Muonic hydrogen and the proton size

TL;DR

This paper refines the theoretical understanding of muonic hydrogen's energy levels using a comprehensive QED-based potential, leading to a more precise determination of the proton's size that supports the smaller radius suggested by muonic measurements.

Contribution

It introduces a detailed two-body potential including all relevant corrections to accurately analyze muonic hydrogen spectra and extract the proton radius.

Findings

Proton radius from muonic hydrogen is smaller than from electron scattering.

Theoretical calculations align with other muonic hydrogen studies.

The approach incorporates relativistic, recoil, and one-loop QED corrections.

Abstract

We reexamine the structure of the $n=2$ levels of muonic hydrogen using a two-body potential that includes all relativistic, recoil and one loop corrections.
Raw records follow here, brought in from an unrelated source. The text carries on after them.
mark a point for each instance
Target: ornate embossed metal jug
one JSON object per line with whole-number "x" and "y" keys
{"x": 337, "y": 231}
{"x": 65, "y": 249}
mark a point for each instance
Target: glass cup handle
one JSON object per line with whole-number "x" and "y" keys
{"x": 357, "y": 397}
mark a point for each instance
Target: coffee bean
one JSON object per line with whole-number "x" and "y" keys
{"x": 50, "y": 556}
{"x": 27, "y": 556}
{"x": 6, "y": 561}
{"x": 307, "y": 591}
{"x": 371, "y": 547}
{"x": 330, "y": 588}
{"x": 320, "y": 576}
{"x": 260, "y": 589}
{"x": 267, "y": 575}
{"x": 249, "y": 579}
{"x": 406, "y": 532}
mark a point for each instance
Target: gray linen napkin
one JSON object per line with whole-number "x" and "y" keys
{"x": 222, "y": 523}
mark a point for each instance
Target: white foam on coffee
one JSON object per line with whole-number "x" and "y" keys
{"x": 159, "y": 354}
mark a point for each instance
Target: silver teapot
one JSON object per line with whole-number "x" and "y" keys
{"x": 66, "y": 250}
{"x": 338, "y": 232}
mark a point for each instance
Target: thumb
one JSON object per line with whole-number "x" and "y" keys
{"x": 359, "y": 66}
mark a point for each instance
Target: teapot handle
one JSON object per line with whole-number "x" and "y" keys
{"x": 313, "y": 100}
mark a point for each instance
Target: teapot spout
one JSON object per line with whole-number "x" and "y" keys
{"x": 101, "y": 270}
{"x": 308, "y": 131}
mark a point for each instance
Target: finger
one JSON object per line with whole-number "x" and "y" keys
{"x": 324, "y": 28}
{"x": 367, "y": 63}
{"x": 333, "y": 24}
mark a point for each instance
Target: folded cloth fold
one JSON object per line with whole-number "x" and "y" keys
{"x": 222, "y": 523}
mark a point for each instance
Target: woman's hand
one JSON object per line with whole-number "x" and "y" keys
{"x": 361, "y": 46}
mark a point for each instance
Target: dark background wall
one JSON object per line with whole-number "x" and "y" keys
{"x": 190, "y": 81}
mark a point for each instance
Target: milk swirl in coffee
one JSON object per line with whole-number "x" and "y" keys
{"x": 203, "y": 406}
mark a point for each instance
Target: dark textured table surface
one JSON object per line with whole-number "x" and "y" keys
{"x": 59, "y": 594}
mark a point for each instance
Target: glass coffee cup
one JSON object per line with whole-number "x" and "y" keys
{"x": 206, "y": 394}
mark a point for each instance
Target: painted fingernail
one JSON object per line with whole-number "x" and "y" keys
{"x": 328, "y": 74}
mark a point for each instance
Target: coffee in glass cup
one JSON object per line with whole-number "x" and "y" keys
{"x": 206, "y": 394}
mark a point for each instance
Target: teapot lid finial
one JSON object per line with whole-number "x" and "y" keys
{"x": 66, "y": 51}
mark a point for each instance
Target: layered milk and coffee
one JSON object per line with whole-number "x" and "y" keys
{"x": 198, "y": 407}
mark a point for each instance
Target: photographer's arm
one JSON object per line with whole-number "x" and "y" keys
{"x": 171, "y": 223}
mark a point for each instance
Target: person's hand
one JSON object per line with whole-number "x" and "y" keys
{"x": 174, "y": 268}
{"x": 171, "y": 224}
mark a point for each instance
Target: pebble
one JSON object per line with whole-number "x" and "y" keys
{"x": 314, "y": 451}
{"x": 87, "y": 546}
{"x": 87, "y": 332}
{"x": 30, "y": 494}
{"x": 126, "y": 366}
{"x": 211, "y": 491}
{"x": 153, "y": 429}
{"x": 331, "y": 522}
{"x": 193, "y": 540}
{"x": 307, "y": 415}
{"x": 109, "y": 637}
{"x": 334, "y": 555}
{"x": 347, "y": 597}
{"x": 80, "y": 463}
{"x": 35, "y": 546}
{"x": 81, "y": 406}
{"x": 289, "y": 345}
The potential was originally derived from QED to describe the muonium atom and accounts for all contributions to order $\alpha^5$. Since one loop corrections are included, the anomalous magnetic moment contributions of the muon can be identified and replaced by the proton anomalous magnetic moment to describe muonic hydrogen with a point-like proton. This serves as a convenient starting point to include the dominant electron vacuum polarization corrections to the spectrum and extract the proton's mean squared radius $r_p=\sqrt{\langle r^2\rangle}$. Our results are consistent with other theoretical calculations that find that the muonic hydrogen value for $r_p$ is smaller than the result obtained from electron scattering.